Por ello la máxima de Einstein termina por favorecer las buenas relaciones entre las personas, porque las fundamenta entre quienes tienen un sentido amplio para su vida, entre quienes parten por tener un sólido y sano amor propio que puede desbordarse y beneficiar a los demás. Bien decía Oscar Wilde que “amarse a sí mismo es el comienzo de una aventura que dura toda la vida”.
El sentido de la vida asociado a las “cosas” es mucho más triste, porque éstas siempre debieran considerarse como un medio y no un fin en sí mismas. El éxito no se mide en términos de la acumulación de “cosas”, el éxito es una función de la “capacidad de producción” que tiene el hombre. La acumulación de cosas que no se sostiene en una sólida y calificada capacidad de producirlas, es frágil y efímera. El Valor se encuentra en quien produce, no en el producto; el mérito y la satisfacción por el hecho de “tener” se consiguen merced al proceso, al esfuerzo, la capacidad y la habilidad de generar “cosas”.
Ahora bien, no es malo “tener cosas” o aspirar a tenerlas en tanto constituyen una medida de la productividad que alcanzamos y contribuyen a la calidad de vida, pero cuando esto mismo se constituye en el objetivo de vida pierde su esencial valor, porque somete la “capacidad de producción” a criterios cuantitativos indolentes. De allí no es extraño observar vidas dispuestas a hacer “lo que sea necesario” para no perder la posibilidad de adquirir y adquirir cosas. Invariablemente esto concluye definiendo un circuito irresponsable y corrupto de vida que altera el equilibrio básico de productividad y relacionamiento con los demás.

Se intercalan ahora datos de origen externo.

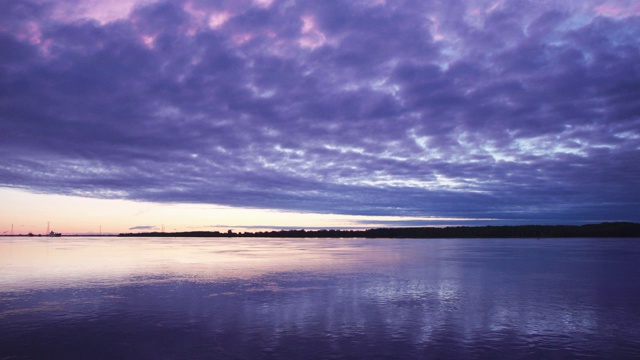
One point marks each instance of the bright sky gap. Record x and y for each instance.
(272, 114)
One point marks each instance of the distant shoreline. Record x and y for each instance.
(602, 230)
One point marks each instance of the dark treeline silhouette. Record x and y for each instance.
(609, 229)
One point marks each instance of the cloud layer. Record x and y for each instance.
(516, 110)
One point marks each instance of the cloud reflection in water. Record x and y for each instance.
(256, 298)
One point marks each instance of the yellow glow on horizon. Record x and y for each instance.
(30, 212)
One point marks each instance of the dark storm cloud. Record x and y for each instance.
(519, 111)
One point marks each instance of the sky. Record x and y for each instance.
(129, 115)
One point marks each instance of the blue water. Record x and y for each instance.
(185, 298)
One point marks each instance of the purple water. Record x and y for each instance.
(186, 298)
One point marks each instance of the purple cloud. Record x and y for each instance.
(522, 110)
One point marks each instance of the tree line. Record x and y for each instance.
(608, 229)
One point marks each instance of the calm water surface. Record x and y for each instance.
(186, 298)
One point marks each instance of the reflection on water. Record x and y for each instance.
(105, 298)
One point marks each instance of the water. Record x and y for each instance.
(186, 298)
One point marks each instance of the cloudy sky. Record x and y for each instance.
(369, 111)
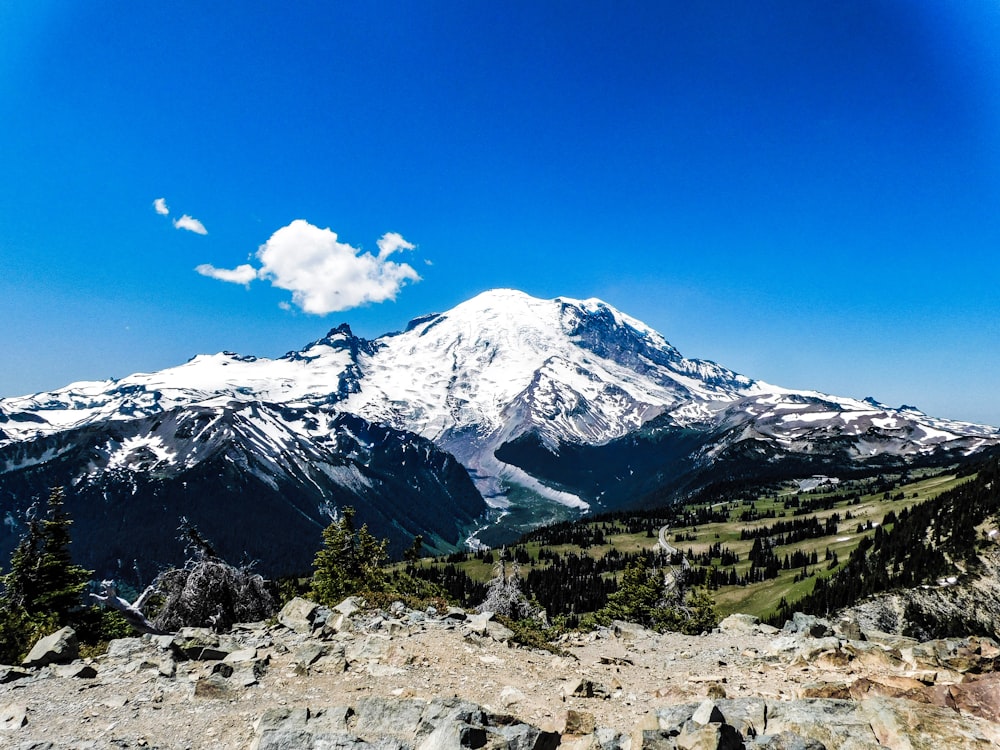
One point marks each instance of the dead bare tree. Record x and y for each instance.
(209, 592)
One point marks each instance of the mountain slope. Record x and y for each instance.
(552, 406)
(249, 475)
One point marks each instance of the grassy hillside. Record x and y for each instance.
(756, 548)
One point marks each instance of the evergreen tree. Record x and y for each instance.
(43, 579)
(42, 590)
(504, 596)
(349, 561)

La Trascendencia es un imperativo que le está planteado al hombre como factor de distinción entre las capacidades mismas de especie; sin ella el mismo estado en el que hoy vivimos no hubiera sido posible: el progreso y el desarrollo son producto del deseo de trascender más allá de los límites que define nuestra básica condición animal. El valor de UNA vida, el milagro de existir, no puede exigir pagos menores, esto último sólo puede entenderse como el mayor acto de traición del hombre, aquél que efectúa contra su propia y esencial condición. Existen hombres que han trascendido generaciones y que han establecido hitos históricos, pero también existen aquellos que en su trascendencia han marcado UNA vida o UN momento; ambos han cumplido consigo mismos y con la humanidad. La antítesis de la Trascendencia es la Mediocridad y ella esta notablemente extendida entre aquellos que no atan su vida a un objetivo, porque probablemente la mejor definición de mediocridad no esté relacionada a lo que se ES, sino a lo que no se quiere SER. El universo inmenso de la mediocridad está compuesta, cual un cuerpo de moléculas, por un sinfín de pequeños individuos “conformistas” que inician y terminan cada milagroso día de vida siempre igual, sin penas y sin alegrías, sin victorias y sin derrotas, siempre en la comodidad oprobiosa del gris, que tan lejos se encuentra del negro como del blanco.
Quién trasciende va mas allá de sí mismo, de las personas que lo rodean y de las cosas que tiene o puede acumular, quién trasciende cumple objetivos sólidamente anclados en la profundidad del tiempo, de esta manera manifiesta su fe por el porvenir , lo que de hecho constituye una oda a la vida.
Curiosamente son estas mismas personas las que más alegría dan a quienes están cerca y más cosas terminan por acumular.